First, some context. I spent Saturday at a friend’s wedding in London. The day was fantastic, the lovely couple were just that, the people were all great company, the food, the drink, the whole atmosphere was brilliant, and everyone had a whale of a time. As we all mingled, introduced ourselves, made small talk, and generally relaxed as the day and the booze flowed, the questions started as to what we all did. I had been asked to read a poem at the ceremony, Dover Beach by Matthew Arnold, I was delighted to be part of the day and the fact that I am a writer was probably a good part of why I was asked. So the guests would know I write, and so they would be interested, as much as we were all interested in what everyone else does, in what it is I actually write, and what I write about.
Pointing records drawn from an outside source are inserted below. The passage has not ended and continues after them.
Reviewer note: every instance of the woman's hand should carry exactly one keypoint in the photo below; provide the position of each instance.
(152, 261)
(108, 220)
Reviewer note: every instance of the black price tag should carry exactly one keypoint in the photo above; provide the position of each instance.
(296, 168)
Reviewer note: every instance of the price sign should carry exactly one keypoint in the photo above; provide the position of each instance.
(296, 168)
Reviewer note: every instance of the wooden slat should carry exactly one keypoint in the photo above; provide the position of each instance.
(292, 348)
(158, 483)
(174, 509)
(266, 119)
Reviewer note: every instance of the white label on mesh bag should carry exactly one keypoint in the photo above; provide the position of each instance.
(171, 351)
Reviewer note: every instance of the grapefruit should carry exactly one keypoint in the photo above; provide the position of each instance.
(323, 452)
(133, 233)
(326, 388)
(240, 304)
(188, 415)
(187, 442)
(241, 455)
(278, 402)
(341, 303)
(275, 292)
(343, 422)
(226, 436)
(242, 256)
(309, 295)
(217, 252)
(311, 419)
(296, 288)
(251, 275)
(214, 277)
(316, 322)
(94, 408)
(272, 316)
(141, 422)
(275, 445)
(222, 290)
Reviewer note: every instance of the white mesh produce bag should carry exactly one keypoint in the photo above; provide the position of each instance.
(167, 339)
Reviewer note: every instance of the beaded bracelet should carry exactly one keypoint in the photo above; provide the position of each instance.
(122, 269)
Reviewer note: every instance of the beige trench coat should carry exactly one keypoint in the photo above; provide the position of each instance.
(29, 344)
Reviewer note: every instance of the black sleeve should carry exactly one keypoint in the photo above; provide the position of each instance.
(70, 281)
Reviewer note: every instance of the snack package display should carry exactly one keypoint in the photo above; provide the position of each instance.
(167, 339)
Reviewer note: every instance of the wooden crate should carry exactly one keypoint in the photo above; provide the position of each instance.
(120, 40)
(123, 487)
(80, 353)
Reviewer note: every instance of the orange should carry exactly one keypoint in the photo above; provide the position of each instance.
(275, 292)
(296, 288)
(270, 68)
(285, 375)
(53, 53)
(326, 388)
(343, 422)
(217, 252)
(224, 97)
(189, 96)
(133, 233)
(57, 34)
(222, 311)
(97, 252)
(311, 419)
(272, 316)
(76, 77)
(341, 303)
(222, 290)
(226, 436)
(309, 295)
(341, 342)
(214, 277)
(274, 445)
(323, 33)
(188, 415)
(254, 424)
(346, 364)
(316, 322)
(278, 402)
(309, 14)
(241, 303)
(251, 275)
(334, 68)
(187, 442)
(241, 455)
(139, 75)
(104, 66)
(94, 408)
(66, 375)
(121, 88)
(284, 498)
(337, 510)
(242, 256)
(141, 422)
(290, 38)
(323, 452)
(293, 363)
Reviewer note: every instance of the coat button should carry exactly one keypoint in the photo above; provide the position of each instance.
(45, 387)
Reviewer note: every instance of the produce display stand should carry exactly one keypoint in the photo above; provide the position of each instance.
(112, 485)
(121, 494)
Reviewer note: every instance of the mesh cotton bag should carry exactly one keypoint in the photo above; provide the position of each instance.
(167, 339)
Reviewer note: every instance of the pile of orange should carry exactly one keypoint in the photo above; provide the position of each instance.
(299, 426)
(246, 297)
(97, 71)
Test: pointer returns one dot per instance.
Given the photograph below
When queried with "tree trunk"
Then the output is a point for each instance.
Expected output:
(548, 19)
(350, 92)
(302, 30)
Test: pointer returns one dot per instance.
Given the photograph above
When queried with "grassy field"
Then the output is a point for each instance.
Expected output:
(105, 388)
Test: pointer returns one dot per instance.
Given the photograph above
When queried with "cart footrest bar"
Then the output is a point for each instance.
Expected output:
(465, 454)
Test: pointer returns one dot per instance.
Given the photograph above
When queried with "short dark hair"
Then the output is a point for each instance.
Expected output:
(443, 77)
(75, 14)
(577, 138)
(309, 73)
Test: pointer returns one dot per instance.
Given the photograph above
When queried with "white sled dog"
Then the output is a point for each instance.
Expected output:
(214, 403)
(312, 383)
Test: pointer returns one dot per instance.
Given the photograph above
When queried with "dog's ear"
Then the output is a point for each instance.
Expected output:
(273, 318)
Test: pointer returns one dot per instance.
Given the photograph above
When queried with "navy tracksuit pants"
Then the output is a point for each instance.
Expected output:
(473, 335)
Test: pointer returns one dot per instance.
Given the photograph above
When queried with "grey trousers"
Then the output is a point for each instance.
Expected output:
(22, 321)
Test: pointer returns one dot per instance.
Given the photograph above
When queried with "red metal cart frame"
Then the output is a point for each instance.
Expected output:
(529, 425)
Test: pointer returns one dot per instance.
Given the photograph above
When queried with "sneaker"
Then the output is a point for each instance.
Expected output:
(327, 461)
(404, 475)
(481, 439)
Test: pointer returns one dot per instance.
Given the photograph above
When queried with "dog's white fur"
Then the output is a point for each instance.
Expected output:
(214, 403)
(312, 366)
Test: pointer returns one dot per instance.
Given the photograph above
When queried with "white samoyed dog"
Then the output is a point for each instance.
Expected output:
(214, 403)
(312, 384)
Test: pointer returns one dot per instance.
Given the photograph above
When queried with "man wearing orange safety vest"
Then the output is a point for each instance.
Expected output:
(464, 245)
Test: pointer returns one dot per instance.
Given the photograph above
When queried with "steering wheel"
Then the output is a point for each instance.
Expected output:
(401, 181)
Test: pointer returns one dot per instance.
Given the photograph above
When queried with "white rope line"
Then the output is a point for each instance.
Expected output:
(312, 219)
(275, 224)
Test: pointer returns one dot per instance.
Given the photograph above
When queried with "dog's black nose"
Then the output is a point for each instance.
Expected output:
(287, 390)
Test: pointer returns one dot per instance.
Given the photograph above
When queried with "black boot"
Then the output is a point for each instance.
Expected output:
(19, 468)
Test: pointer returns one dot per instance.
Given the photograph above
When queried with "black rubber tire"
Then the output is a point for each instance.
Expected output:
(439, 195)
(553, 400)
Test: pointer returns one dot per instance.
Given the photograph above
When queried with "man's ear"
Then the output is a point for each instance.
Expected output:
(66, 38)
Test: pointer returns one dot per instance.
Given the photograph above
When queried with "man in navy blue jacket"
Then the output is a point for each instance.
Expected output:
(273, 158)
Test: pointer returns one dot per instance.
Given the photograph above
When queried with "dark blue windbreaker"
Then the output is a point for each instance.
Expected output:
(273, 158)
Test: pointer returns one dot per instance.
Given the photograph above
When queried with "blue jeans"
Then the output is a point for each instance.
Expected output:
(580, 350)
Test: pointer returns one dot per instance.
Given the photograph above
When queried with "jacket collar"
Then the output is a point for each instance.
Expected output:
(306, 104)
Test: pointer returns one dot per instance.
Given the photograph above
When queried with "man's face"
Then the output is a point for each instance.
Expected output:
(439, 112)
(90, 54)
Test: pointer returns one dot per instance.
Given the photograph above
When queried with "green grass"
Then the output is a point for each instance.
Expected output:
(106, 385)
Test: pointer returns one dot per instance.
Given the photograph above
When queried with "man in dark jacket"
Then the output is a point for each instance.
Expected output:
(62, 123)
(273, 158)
I know in this modern world of ours we’re all meant to have a soundbite, or a tweet-long summation of everything we do, anything else is old fashioned. But what do you actually say? Maybe it would have been easier when I still thought I was a crime writer, at least I could say I write crime stories, and wait as the questioner pictures whatever version of crime fiction they have in their heads. But as I’m now writing in the ‘literary’ genre, what do I say?
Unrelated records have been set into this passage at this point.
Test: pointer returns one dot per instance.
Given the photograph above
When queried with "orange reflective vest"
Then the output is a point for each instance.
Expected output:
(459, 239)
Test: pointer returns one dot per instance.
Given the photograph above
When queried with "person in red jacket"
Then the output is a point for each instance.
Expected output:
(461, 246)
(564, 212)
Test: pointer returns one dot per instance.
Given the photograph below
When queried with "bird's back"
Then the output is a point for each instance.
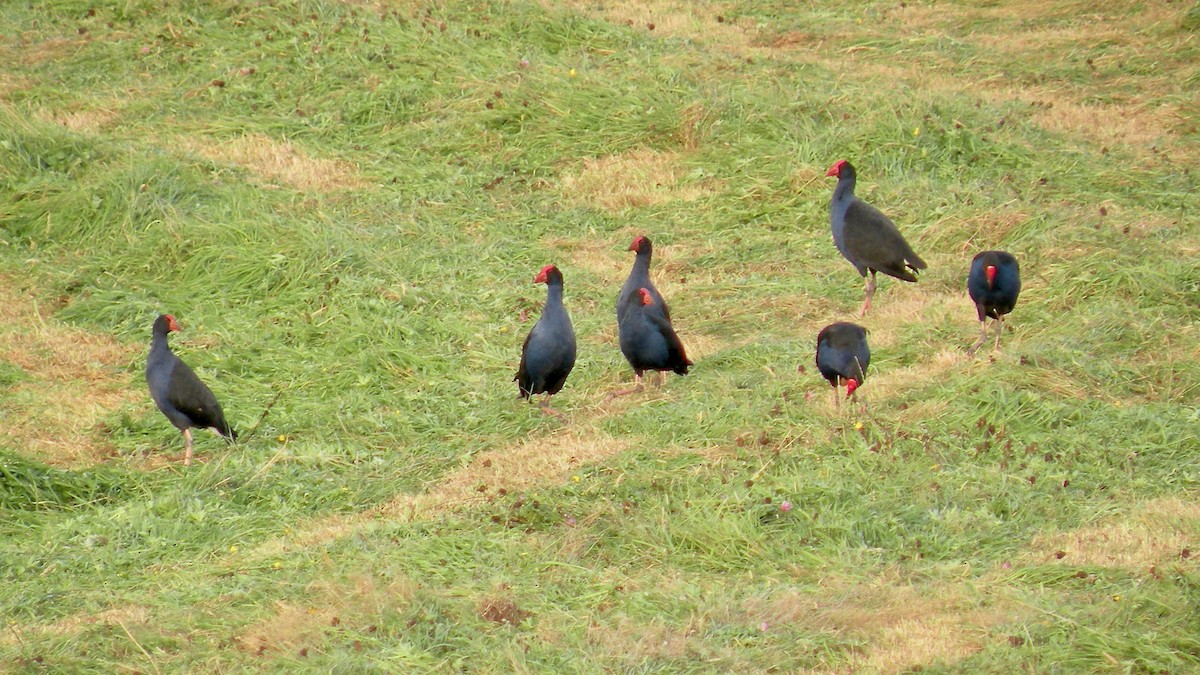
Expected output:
(549, 353)
(843, 352)
(648, 340)
(870, 240)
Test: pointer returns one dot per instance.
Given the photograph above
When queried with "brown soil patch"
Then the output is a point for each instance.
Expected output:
(639, 178)
(71, 381)
(126, 616)
(279, 161)
(1155, 533)
(358, 603)
(502, 610)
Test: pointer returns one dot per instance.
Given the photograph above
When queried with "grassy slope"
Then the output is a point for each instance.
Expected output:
(345, 203)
I could try to expound on the great themes I perceive in my work, but as I don’t have the academic facility for language and the subtleties of critical thought I’d probably fall over myself, plus I didn’t want to come across as a prick. So I mumbled, said I write short stories, tried to refer to the stories I recently had published in gorse and The Stinging Fly, and hoped they’d ask me something else, or just move on.
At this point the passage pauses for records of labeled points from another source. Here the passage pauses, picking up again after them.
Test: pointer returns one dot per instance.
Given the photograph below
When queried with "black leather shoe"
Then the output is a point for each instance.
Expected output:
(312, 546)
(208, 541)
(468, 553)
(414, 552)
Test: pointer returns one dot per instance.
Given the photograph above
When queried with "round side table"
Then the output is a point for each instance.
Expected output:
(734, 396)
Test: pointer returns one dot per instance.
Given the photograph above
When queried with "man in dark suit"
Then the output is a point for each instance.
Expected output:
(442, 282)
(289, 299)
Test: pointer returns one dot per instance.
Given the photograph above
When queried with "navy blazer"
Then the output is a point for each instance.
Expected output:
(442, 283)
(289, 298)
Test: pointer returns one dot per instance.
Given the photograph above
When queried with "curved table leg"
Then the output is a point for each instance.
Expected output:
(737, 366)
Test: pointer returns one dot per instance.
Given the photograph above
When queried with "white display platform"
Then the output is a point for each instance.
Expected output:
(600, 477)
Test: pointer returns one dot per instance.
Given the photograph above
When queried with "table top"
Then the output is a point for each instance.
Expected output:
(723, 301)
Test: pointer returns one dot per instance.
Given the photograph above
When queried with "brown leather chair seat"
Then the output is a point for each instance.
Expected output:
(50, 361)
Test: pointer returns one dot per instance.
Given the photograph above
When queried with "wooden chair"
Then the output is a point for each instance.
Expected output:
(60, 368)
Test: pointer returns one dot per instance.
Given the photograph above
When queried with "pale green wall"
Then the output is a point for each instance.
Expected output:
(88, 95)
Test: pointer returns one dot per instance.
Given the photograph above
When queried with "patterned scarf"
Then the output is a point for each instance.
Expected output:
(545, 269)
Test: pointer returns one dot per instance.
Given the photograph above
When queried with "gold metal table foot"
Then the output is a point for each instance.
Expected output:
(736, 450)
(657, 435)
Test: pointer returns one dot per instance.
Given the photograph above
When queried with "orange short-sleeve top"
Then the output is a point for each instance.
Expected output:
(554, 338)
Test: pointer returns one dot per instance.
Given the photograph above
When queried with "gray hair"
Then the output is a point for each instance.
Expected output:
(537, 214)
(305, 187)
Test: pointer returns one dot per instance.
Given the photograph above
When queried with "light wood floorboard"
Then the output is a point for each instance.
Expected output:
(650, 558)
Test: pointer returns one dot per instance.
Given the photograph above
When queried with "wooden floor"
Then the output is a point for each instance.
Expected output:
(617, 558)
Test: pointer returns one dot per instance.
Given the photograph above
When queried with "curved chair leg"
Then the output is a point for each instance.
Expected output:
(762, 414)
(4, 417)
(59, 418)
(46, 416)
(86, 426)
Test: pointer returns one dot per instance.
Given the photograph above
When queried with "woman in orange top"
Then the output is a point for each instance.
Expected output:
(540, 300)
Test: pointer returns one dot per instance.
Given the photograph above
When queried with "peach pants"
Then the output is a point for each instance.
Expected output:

Maybe it’s an easier question for people who have been published, and by that I mean have had a book by themselves published, a physical thing, sitting somewhere on a shelf? So when someone at that stage is asked they can always just refer to their book and move on. But when you’re reliant on disparate stories appearing here and there you don’t even have that luxury.

I mean, what do I say? Do I say I sit myself inside the skull of my characters (usually just one, and usually just me) and describe what I see and feel as events transpire, or not? Do I say I write of desperation, or longing, or try to capture fleeting moments before they disappear? Do I say I try to write about the vagaries of love, or just its sheer impossibility? Do I say that a tryst in a temporary space like a hotel room is more real to me than the fantasy of a life-long commitment, of domesticity, of an aspirational happiness? Do I say any of the not particularly happy, not particularly friendly, not particularly cheery ideas that float around inside my skull and find their way onto the page?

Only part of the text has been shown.